Five richest men doubled fortunes after 2020, Oxfam says as Davos opens

Charity says billionaires $3.3 trillion richer than in 2020 as annual gathering of business elites take place.

The World Economic Forum was launched by the German engineer and economist Klaus Schwab in the early 1970s to champion 'stakeholder capitalism' [Denis Balibouse/Reuters]

The world’s richest five men have more than doubled their fortunes since 2020, the charity Oxfam has said, sounding the alarm about unchecked corporate power as business elites hold their high-profile annual gathering in Davos, Switzerland.

The five men are worth a combined $869bn after growing their fortunes at a rate of $14m per hour during the past four years, Oxfam said in its report “Inequality Inc.”, released on Monday.

Despite the growth in the fortunes of the five – LVMH chief Bernard Arnault, Amazon’s Jeff Bezos, investor Warren Buffet, Oracle co-founder Larry Ellison and Tesla CEO Elon Musk – 5 billion people have gotten poorer over the same period, Oxfam said.

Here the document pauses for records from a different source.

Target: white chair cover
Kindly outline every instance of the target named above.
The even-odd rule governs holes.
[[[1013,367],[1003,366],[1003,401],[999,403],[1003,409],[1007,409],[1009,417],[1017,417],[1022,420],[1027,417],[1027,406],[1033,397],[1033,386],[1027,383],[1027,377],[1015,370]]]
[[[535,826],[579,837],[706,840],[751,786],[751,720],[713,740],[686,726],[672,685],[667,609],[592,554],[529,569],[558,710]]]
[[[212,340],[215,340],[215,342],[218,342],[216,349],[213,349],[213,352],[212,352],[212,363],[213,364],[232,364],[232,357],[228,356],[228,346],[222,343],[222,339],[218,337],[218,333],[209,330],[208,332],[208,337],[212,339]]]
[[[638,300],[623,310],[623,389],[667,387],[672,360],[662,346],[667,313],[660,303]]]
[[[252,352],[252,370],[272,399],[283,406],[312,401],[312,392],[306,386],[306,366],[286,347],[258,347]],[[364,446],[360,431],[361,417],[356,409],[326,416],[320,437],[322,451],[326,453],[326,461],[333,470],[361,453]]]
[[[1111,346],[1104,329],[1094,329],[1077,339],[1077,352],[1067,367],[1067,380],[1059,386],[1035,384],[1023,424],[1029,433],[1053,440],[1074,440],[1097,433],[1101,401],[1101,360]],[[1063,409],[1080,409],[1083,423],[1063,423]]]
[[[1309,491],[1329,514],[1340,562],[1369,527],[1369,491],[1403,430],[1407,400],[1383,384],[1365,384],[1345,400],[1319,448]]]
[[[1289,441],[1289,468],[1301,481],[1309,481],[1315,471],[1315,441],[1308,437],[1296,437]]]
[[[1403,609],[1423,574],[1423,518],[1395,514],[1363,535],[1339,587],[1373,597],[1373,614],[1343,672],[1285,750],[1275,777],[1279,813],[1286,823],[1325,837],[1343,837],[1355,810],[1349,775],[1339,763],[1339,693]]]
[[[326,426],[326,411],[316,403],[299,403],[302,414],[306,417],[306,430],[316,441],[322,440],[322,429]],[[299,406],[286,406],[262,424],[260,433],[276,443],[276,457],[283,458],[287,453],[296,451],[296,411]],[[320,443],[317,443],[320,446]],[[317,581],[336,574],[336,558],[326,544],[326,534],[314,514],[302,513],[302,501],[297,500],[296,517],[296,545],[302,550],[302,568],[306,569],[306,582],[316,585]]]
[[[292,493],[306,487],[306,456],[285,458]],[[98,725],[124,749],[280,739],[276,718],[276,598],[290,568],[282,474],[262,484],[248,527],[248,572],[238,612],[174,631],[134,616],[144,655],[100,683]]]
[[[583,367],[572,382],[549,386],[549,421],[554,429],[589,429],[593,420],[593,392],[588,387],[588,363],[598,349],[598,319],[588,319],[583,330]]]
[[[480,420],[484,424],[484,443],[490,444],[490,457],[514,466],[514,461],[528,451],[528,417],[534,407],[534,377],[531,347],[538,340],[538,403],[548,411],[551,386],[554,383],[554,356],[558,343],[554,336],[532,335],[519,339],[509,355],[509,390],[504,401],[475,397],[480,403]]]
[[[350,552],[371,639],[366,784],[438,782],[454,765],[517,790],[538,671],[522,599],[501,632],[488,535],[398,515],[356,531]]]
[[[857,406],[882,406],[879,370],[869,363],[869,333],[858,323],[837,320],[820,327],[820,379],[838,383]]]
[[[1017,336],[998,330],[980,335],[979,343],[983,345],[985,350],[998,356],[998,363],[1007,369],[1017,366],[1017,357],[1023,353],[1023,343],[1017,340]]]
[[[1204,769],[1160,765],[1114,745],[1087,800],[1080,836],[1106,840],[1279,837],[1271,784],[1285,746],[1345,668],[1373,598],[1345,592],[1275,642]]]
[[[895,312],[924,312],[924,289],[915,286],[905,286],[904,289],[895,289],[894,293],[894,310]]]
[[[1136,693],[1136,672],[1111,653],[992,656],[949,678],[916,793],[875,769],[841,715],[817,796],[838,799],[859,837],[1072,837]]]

Billionaires are today $3.3 trillion richer than they were in 2020, while a billionaire leads 7 out of 10 of the world’s biggest companies, the London-based charity said.

If current trends continue, the world will have its first trillionaire within a decade but poverty will not be eradicated for another 229 years, according to the anti-poverty group.

Oxfam International interim Executive Director Amitabh Behar said that nobody should have a billion dollars.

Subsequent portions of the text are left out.